Shadia Mansour is a Palestinian artist who is based in the UK. Her medium is Hip Hop and she believes that it is the next crucial phase in Palestinian resistance. Here in the West Bank we have a mixed reaction to this genre of music – many people feel that it doesn’t reflect our culture.
(Opens with the sound of a woman’s voice – Shadia Mansour – singing ‘On This Earth Is What Is Worth Living’ a poem by Mahmoud Darwish.)
HIBA AL AZRAQ: As a Palestinian living abroad, how have you managed to stay true to Palestine and continue to feel Palestinian?
SHADIA MANSOUR: I’ve always felt Palestinian because it’s who I am, and it’s how my parents raised me to be. They taught me that if I don’t know where I’m from then I don’t know where I’m going.
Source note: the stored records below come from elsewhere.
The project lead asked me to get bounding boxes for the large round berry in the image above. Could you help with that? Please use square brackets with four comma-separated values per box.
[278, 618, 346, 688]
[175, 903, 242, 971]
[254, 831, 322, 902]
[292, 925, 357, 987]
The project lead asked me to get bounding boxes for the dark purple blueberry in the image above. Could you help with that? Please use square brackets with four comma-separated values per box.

You know, I’ve always felt close to my heritage. From the music…You know, listening to music of Fairouz and Marcel Khalife and all these respected musicians and also my parents used to take me to demonstrations a lot when I was younger so I knew about the situation in Palestine from a very young age and this is what brought me into hip-hop.
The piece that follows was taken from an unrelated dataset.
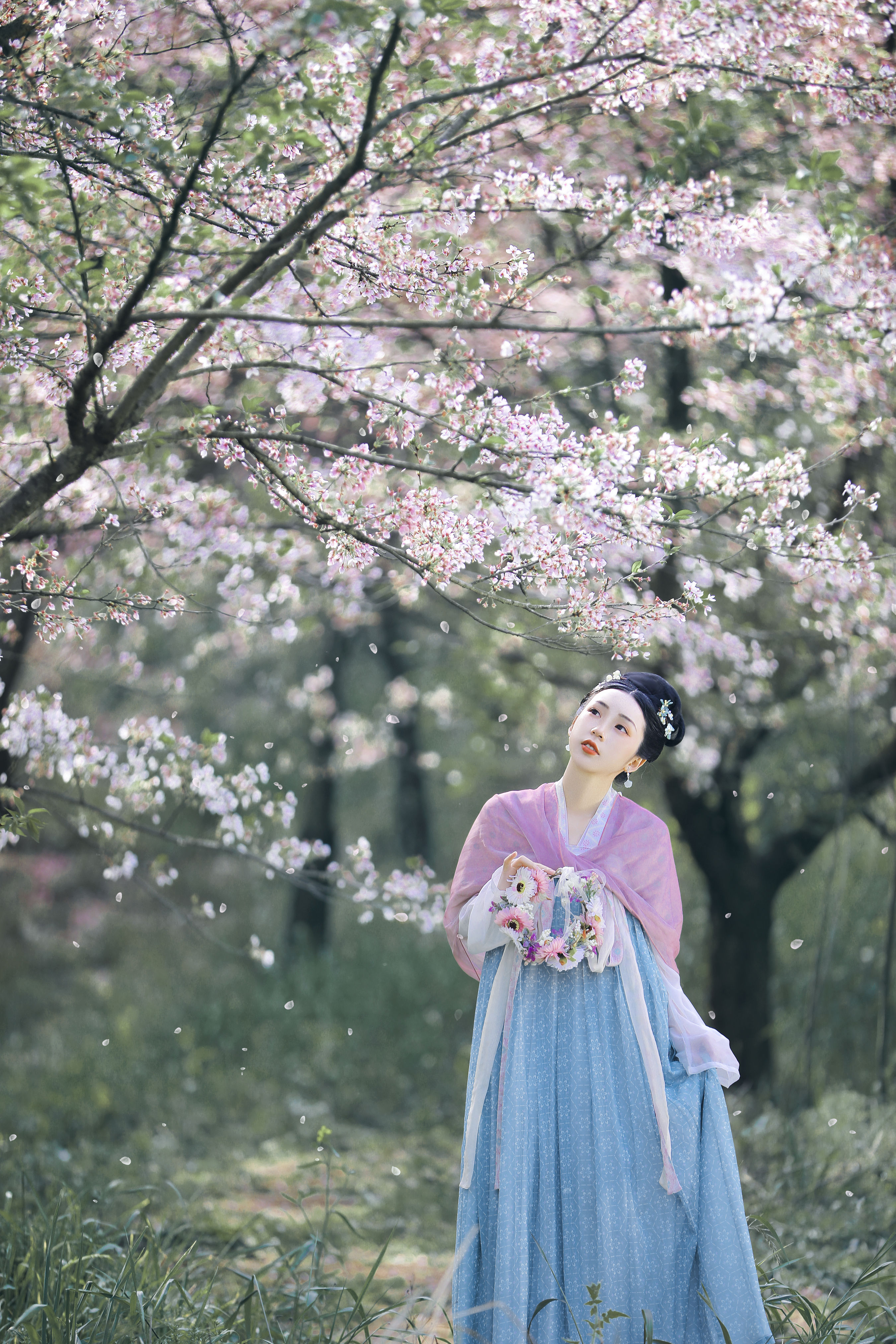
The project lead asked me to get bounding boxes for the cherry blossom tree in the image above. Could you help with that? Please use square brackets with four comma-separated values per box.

HIBA AL AZRAQ: You know every artist in the world has a message to pass through their art, so as a Palestinian rapper what’s the objective behind your music?
SHADIA MANSOUR: I would say maybe being a female in hip-hop, it’s hard to try and convince more conservative Arabs that it’s OK that we can actually share our message and our outlook, our perspective on the situation. And also just express ourselves as Palestinian women. I feel that’s really, really important. Palestinian women played a very, very important role through the history of Palestine. The Palestinian woman is the lighthouse, is the strength behind the family and I think that in hip-hop that has to show – that has to come out that women are just as equal in resistance.
HIBA AL AZRAQ: But you know most Arab people think that rap is a style of music that is filled with hate and anger…Do you think that’s true somehow?
I think that they’re watching the wrong type of channels. If someone tells you to watch MTV and you only watch MTV and that’s the only thing you know, then that will only result in narrow-mindedness. But if you look hard enough and you listen to what the children are saying – to what I’m saying, to what anyone’s saying then you know, you’ll judge from what the person’s message is not from what you’ve seen on TV. You know, you have to have an open mind with these things. Arabic music for me you know, is the same. I don’t listen to the commercial Arabic music. I still listen to Mohammed Abdul Wahab, I still listen to Ess Mahad I still listen to Fairouz. And there’s a difference between many Arab artists, it depends what you like. And you can’t judge. You know, if I see a commercial video – an Arabic music video on TV for the first time, I can’t say well this is what Arabic music is. And it’s the same with hip-hop. You can’t say that the one thing you see generalises what hip-hop is.
HIBA AL AZRAQ: We all know that rap is a Western style of music and most Arabs think that it doesn’t really reflect our culture and customs as an Arab society or as a religious society. It contains a lot of swearing and people because of what they see in the Western music they think that Arab [hip-hop] is the same also…So, how do you defend this?
SHADIA MANSOUR: It doesn’t represent our culture but it can represent our culture. It depends on what you’re representing as a person. If you’re an artist who represents luxury and women and money, then you know, that’s what you do. But I don’t represent that, I represent our culture. I put my culture on the frontline of what I do. From everything I do; from the way I dress on stage, to what I’m saying in my songs and what I believe in. This is what represents me and obviously what represents me as a Palestinian. I think that we really need to start to open our minds more to Arabic hip-hop only because we are running out of options – we are running out of solutions to try and get the message across. There’s no point anymore in trying to get the message to our own people we need to get the message out globally. And, hip-hop is global. Hip-hop comes in all languages. You know, we have the right to involve the Arabic language in hip-hop. And that’s what will carry the message – our language, our struggle and us as diaspora.
HIBA AL AZRAQ: If you had something to say to the Palestinian people, what would it be?
SHADIA MANSOUR: I would say, please give us a chance and we need your support. We can’t do this on our own. One of the biggest problems we have as Arabs is not being as one. We are artists of resistance and we need support from our own people before we get support from the Western world. And that’s my message and also that we come here not for a holiday, we come here to remind ourselves who we are, to remind the people here that we know what’s going on and we carry the message with us wherever we go. And that’s a responsibility that every single Palestinian should carry.